Forward only ERROR or Warn log lines to Splunk

Shivhare · May 14, 2020, 6:36am

Need your expert advise on how can I configure my logstash.conf file to forward only the ERROR OR WARN log lines to Splunk. I have done some online research that a grok filter or wrapping the output with if condition can be used in order the acheive the required result.

I prefer not to send the data with INFO OR DEBUG logging levels to Splunk, therefore, looking forward to getting some clean solution to implement it in logstash config file to control the data which is sent to Splunk.

Please advise how logstash.conf should be updated to achieve the required result.

I would appreciate if you could share a working example on the same.

Many thanks!

warkolm · May 14, 2020, 7:08am

Costing a bit too much is it

If you have a field that you've extracted with grok, you can then use a drop filter with a conditional to drop the non error or warning logs. What that looks like depends on your log format.

Shivhare · May 14, 2020, 7:25am

Exactly, the cost is insane.

Ok, thank you very much for your help.
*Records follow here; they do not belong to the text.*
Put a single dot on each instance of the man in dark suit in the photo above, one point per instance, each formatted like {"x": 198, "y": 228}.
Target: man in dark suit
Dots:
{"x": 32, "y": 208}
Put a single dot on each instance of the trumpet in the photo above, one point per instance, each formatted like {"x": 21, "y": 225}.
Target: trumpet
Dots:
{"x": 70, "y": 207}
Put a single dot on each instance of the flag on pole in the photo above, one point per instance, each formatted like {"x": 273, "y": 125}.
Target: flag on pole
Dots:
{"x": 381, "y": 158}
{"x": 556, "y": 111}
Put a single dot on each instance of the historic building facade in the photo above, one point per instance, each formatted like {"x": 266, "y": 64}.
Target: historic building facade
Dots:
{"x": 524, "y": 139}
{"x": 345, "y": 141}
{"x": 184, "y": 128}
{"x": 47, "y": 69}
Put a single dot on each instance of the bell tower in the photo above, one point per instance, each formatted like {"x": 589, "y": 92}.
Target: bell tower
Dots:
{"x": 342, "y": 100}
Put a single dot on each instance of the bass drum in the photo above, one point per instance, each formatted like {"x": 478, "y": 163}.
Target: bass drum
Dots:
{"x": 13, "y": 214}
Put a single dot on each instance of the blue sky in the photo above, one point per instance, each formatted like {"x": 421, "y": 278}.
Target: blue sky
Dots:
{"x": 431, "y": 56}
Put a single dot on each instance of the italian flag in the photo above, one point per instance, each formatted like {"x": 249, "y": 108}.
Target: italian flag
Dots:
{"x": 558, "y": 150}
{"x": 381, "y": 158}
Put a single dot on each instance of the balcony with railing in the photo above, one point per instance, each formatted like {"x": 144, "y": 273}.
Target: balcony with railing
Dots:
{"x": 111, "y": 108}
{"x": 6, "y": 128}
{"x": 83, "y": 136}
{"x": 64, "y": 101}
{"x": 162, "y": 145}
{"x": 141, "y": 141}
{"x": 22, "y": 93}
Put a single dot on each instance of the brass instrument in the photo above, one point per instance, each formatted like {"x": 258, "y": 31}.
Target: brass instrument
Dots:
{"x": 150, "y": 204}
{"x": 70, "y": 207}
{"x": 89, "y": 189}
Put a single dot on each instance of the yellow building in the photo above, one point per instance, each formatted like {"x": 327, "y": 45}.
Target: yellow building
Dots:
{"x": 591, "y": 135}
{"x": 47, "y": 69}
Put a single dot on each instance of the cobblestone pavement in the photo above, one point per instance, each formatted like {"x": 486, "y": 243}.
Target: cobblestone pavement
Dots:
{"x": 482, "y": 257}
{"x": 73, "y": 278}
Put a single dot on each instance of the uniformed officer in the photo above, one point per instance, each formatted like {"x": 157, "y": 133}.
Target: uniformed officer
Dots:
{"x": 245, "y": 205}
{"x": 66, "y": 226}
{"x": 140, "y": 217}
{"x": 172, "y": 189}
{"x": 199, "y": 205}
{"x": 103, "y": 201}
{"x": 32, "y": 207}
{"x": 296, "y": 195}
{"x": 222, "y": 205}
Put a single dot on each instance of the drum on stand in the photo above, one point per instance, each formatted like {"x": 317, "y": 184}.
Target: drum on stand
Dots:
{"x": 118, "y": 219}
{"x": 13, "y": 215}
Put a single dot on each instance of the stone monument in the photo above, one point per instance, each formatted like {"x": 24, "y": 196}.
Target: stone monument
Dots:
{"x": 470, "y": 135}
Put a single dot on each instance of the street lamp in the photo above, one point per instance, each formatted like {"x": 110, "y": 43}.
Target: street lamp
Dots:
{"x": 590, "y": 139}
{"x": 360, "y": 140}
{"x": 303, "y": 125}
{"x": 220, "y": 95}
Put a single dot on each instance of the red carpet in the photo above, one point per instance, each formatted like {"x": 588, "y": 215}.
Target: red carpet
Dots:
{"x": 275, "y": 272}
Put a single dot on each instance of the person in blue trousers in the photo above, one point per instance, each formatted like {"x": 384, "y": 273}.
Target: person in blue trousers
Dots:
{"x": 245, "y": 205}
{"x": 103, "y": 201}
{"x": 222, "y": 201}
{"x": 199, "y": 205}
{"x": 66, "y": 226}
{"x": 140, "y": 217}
I will check. Would it be possible without grok? Please can you advise if the below will work.

If [level] =="ERROR OR [level]=="WARN" {

Output { ----
}

}

I am not clear on the keyword level here, is that already defined in logstash?

Thanks!

warkolm · May 14, 2020, 8:13am

If the level field is not separate to Logstash, it wont be able to do this without grok.

Don't forget you can put all this in Elasticsearch too!

Shivhare · May 14, 2020, 8:27am

Thanks Mark! Much appreciated.

system · June 11, 2020, 8:30am

This topic was automatically closed 28 days after the last reply. New replies are no longer allowed.